The productivity dream is alive, but still conditional. Copilot cannot magic governance into existence. It thrives when the environment is healthy and simply sucks when it is not.
Agent 365, the dashboard that finally lets you see what your agents are up to
One of the most useful additions in the Book of News is the arrival of the Agent 365 dashboard. Not another agent, not another tool trying to act clever, but an actual overview of all the agents running inside your organisation. At last we get a place where you can see who created what, which agents are active, what they have access to and whether they are behaving themselves.
This is Microsoft quietly admitting that AI agents will multiply whether you like it or not. So instead of hoping for the best, Agent 365 gives you visibility and control. You can monitor activity, understand permissions, review what data an agent can touch and catch the odd rogue creation before it starts rearranging your SharePoint sites like a toddler with a label maker.
The real value is how this ties back to governance. The dashboard surfaces the connection between agents, permissions, labels and policies. If something looks wrong, you will see it. If someone creates an agent that should never have access to sensitive content, Purview and the Agent 365 dashboard make that painfully obvious.

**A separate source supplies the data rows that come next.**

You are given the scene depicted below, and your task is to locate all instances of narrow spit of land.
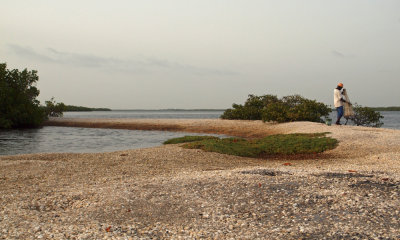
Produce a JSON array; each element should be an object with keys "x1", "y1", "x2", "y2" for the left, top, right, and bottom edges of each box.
[
  {"x1": 1, "y1": 119, "x2": 399, "y2": 239},
  {"x1": 44, "y1": 117, "x2": 285, "y2": 138}
]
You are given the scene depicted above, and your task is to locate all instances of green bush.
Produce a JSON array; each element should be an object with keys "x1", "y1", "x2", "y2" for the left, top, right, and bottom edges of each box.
[
  {"x1": 262, "y1": 95, "x2": 331, "y2": 123},
  {"x1": 349, "y1": 104, "x2": 384, "y2": 128},
  {"x1": 44, "y1": 97, "x2": 66, "y2": 117},
  {"x1": 0, "y1": 63, "x2": 46, "y2": 128},
  {"x1": 221, "y1": 94, "x2": 331, "y2": 123},
  {"x1": 220, "y1": 94, "x2": 279, "y2": 120},
  {"x1": 0, "y1": 63, "x2": 65, "y2": 129}
]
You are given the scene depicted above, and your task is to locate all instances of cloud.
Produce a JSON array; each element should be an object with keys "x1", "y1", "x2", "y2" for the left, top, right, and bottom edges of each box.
[
  {"x1": 331, "y1": 50, "x2": 355, "y2": 59},
  {"x1": 8, "y1": 44, "x2": 54, "y2": 62},
  {"x1": 7, "y1": 44, "x2": 239, "y2": 76},
  {"x1": 331, "y1": 50, "x2": 345, "y2": 58}
]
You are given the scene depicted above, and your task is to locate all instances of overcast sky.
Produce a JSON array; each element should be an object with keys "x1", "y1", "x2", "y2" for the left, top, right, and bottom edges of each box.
[{"x1": 1, "y1": 0, "x2": 399, "y2": 109}]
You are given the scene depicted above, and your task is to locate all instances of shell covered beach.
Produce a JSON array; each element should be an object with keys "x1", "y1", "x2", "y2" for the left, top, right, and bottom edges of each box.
[{"x1": 1, "y1": 119, "x2": 399, "y2": 239}]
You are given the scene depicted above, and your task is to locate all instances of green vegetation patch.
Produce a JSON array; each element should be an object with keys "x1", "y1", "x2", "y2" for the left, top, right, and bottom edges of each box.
[
  {"x1": 163, "y1": 136, "x2": 219, "y2": 144},
  {"x1": 164, "y1": 133, "x2": 338, "y2": 158}
]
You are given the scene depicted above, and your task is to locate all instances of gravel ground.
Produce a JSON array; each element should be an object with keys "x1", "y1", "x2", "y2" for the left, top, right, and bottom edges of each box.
[{"x1": 0, "y1": 120, "x2": 399, "y2": 239}]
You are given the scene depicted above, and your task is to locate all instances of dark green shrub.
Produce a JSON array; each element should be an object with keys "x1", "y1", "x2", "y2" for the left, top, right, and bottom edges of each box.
[
  {"x1": 221, "y1": 93, "x2": 330, "y2": 123},
  {"x1": 220, "y1": 104, "x2": 248, "y2": 120},
  {"x1": 221, "y1": 94, "x2": 279, "y2": 120},
  {"x1": 0, "y1": 63, "x2": 65, "y2": 128},
  {"x1": 261, "y1": 100, "x2": 289, "y2": 123},
  {"x1": 263, "y1": 95, "x2": 331, "y2": 123},
  {"x1": 44, "y1": 97, "x2": 66, "y2": 117},
  {"x1": 349, "y1": 104, "x2": 384, "y2": 128},
  {"x1": 0, "y1": 63, "x2": 46, "y2": 128}
]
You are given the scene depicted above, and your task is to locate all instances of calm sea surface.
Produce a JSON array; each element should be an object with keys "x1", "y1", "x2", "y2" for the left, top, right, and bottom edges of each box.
[
  {"x1": 328, "y1": 111, "x2": 400, "y2": 129},
  {"x1": 63, "y1": 110, "x2": 224, "y2": 119},
  {"x1": 0, "y1": 110, "x2": 399, "y2": 156}
]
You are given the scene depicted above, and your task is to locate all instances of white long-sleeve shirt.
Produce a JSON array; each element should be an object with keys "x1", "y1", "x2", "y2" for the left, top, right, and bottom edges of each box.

This is very much needed and I was really waiting for this. If Copilot and agents are going to be everywhere, then organisations need a single place to keep them in line. Agent 365 is exactly that. A calm oversight layer in a world where everyone is far too eager to build an agent before fixing their SharePoint permissions.
Give it a healthy Purview foundation and it becomes a powerful governance tool. Give it chaos and it will politely reveal every single thing you should have fixed years ago.

What organisations should do now
Because the reactions after Ignite are usually either excitement or sheer panic, let me offer something more practical. If you want to prepare for the next wave of Copilot and agent features, here is the grown up checklist.
- Audit your SharePoint environment. Identify ownerless sites, check for overshared files and confirm that someone, anyone, knows what your metadata structure is supposed to look like.
- Define your taxonomy properly. Business domains, departments, projects. It does not need to be perfect, it just needs to be consistent.
- Review your Purview setup. Labels, label policies, DLP rules and lifecycle settings must be aligned. If you cannot explain your data governance in one sentence, you probably need help.
- Create a Teams agent pilot. Pick one business process and create a channel agent that surfaces blockers and automates a simple task. Show the value in ten minutes rather than a ninety slide deck.
- Create a content creation storyboard. Document what Copilot should be allowed to create, for whom and under what rules. Then enforce it with Purview and SharePoint governance.
- Train your users. Educate them on what Copilot can see, how it reasons and why governance is not an optional extra. Level three in your training programmes becomes critical here.
The grown up conclusion
Ignite 2025 is not really about shiny features. It is about finally connecting the dots. SharePoint structure, Teams workflows, Purview governance and Copilot intelligence. None of them work alone, but together they produce an environment where AI actually helps rather than harms.
The future of collaboration is not chaos with a chatbot on top. It is structured, secure and genuinely useful. It is grown up.
And if your content is still living in that chaotic attic, this is your sign to clean it up, label it properly and give Copilot something worth reasoning over. Because the next year of AI in Microsoft 365 will reward the organisations that took governance seriously long before it was fashionable.